Bandung, BandungOke – Di tengah perubahan lanskap pendidikan tinggi yang kian cepat mulai dari digitalisasi, tuntutan relevansi industri, hingga kompetisi global, Perguruan Tinggi Swasta (PTS) di Jawa Barat menghadapi tantangan berlapis.
Bukan hanya soal bertahan, tetapi bagaimana tetap bermakna. Di titik inilah APTISI Jawa Barat mencoba memainkan peran strategisnya.
Musyawarah Wilayah (Muswil) APTISI Jawa Barat 2025 yang digelar di Grand Pasundan Convention Hotel, Kota Bandung, Kamis (18/12), menjadi lebih dari sekadar agenda organisasi.
Forum ini menjelma ruang konsolidasi arah, bagaimana PTS di Jawa Barat bisa maju, profesional, dan relevan dengan kebutuhan zaman, tanpa terus berada di bayang-bayang perguruan tinggi negeri.
Mengusung tema “Melangkah, Maju, dan Sukses Bersama APTISI Jawa Barat Wujudkan PTS Unggul dan Berdampak”, Muswil ini menegaskan satu pesan penting yakni transformasi PTS tak bisa lagi berjalan sendiri-sendiri.

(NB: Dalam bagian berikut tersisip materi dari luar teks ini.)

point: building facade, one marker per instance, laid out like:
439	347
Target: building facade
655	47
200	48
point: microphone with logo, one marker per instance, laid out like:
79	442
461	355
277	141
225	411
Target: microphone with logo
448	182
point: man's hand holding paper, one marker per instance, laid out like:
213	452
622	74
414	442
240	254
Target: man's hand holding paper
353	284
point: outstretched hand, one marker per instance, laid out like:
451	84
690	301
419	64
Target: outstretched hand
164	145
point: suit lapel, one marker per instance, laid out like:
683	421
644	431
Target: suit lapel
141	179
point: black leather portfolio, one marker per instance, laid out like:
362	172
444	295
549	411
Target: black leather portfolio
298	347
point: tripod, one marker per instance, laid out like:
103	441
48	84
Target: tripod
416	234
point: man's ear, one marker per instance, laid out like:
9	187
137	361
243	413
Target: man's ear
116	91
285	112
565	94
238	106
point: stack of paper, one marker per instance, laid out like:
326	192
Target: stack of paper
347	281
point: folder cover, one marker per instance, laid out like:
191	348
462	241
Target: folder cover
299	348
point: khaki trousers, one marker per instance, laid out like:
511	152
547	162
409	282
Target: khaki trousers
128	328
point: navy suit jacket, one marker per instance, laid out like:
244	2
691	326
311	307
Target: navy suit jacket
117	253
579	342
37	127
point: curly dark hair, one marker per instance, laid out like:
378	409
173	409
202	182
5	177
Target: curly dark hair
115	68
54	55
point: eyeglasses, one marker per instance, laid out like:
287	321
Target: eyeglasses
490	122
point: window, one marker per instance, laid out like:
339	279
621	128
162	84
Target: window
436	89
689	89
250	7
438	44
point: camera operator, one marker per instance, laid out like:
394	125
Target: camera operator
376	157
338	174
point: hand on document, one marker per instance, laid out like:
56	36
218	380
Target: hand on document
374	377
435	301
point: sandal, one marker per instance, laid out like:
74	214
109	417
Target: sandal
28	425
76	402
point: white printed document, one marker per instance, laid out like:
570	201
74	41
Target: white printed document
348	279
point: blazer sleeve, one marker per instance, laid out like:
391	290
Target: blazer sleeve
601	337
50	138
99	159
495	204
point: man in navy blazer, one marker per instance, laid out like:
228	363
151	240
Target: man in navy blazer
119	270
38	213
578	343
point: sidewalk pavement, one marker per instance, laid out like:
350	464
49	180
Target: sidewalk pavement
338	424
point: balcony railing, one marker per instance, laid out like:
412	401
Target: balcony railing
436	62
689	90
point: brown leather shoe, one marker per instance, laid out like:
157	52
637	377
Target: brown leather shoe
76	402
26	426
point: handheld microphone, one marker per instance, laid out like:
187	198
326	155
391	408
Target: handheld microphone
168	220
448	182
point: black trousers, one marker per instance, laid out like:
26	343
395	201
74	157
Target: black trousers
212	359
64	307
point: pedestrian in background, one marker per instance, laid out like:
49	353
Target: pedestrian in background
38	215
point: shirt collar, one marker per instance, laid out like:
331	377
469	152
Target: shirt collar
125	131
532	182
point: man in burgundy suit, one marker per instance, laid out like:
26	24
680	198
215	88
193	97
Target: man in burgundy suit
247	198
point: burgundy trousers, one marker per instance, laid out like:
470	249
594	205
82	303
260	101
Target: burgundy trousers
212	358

Kolaborasi dengan pemerintah, pembuat kebijakan, dan dunia industri menjadi keniscayaan.
Utusan Khusus Presiden RI, Fadel Muhammad Al Haddar, menyoroti pentingnya infrastruktur digital sebagai prasyarat peningkatan kualitas PTS.
Sementara Ketua Komisi X DPR RI, Hetifah Sjaifudian, mengingatkan bahwa kebijakan pendidikan harus mampu menghapus dikotomi lama antara PTN dan PTS—dikotomi yang selama ini kerap membuat PTS berjalan dengan sumber daya terbatas namun tuntutan setara.
Isu regulasi juga tak luput dari perhatian. Direktur Jenderal Pajak Kementerian Keuangan RI, Bimo Wijayanto, membahas kerangka perpajakan bagi yayasan pendidikan dan lembaga nirlaba—sebuah aspek yang kerap dianggap teknis, tetapi menentukan ruang gerak keberlanjutan PTS.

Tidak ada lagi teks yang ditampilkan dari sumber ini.